I'm not super familiar with primitive roots of unity and I am not quite sure how to express the following problem in algebraic form. Help is appreciated, thanks 😀
Let R be the set of primitive $42^{\text{nd}}$ roots of unity, and let S be the set of primitive $70^{\text{th}}$ roots of unity. How many elements do R and S have in common?
Best Answer
Can you express the set of primitive $n$-th roots of unity in terms of $n$ using $\gcd$? Once you have that, it should not be hard to find the two desired sets and their intersection.
[Edit: Here is the way I had in mind, which uses more than necessary.]
(We actually know what the set of primitive $n$-th roots of unity are, if we have just one of them. I will give a proof here, but the result is well-known.)
If $r$ is a primitive $n$-th root of unity,
  Let $f(x) = x^n-1$
  Let $S = \{ r^k : k \in \{1,2,...,n\} \}$
  $S$ contains only roots of $f$ because $(r^k)^n = (r^n)^k = 1^k = 1$
  $S$ contains exactly $n$ elements otherwise:
    $r^{k-m} = 1$ for some distinct $k,m \in \{1,2,...,n\}$
    $r$ is not a primitive $n$-th root of unity because $|k-m|<n$
    $\Rightarrow\Leftarrow$
  Therefore $S$ is all the roots of $f$ because $f$ has at most $\deg(f) = n$ roots
  The primitive $n$-th roots of unity are $\{ r^k : k \in \{1,2,...,n\} \wedge gcd(k,n) = 1 \}$
(Note that some fields do not have primitive roots, such as $\mathbb{R}$ does not have a primitive cube-root of unity, and $\overline{\mathbb{F}_2}$ does not have a primitive square-root of unity. But the algebraic closure of any field of characteristic $0$ has $\phi(n)$ primitive $n$-th roots of unity.)
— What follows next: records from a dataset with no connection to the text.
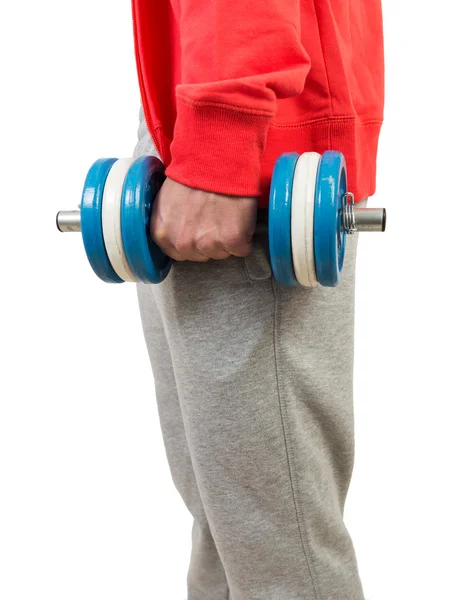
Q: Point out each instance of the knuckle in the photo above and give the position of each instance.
(183, 246)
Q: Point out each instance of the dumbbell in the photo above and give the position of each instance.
(309, 216)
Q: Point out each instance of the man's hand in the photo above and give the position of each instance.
(191, 224)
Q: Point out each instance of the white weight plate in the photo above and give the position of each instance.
(303, 207)
(111, 219)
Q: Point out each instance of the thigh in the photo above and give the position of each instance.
(264, 375)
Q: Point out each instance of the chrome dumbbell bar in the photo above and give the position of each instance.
(354, 219)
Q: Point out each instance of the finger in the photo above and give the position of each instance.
(240, 249)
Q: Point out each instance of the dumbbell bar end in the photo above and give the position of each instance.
(68, 220)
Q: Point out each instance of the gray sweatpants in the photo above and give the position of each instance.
(254, 392)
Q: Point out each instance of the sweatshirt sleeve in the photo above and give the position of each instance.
(238, 57)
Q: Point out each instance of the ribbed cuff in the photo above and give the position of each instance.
(218, 148)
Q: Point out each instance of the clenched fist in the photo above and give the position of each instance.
(191, 224)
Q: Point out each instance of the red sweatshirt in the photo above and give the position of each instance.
(228, 85)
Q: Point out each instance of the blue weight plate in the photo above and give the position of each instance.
(329, 235)
(91, 220)
(142, 183)
(280, 214)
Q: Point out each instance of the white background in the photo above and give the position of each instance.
(87, 506)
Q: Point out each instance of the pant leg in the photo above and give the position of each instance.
(264, 381)
(206, 578)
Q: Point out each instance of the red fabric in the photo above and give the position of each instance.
(229, 85)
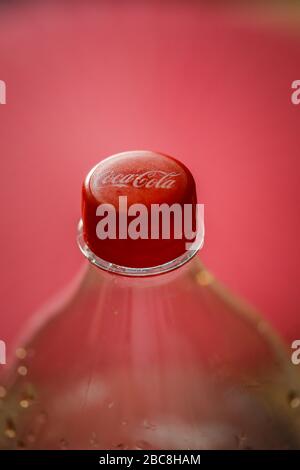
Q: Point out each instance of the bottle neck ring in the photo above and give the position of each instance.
(129, 271)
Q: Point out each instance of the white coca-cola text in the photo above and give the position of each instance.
(148, 179)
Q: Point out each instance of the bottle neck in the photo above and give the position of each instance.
(94, 275)
(129, 271)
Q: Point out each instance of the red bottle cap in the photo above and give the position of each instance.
(117, 231)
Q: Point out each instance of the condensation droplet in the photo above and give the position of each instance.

Now here is an alternative method that doesn't make use of the above information at all:
If $r$ is both a $42$nd and $70$th primitive root of unity,
  $r^{14} = r^{gcd(42,70)} = 1$ and hence a contradiction
(In general, the sets of primitive $n$-th roots of unity are disjoint and partition the set of all roots of unity.)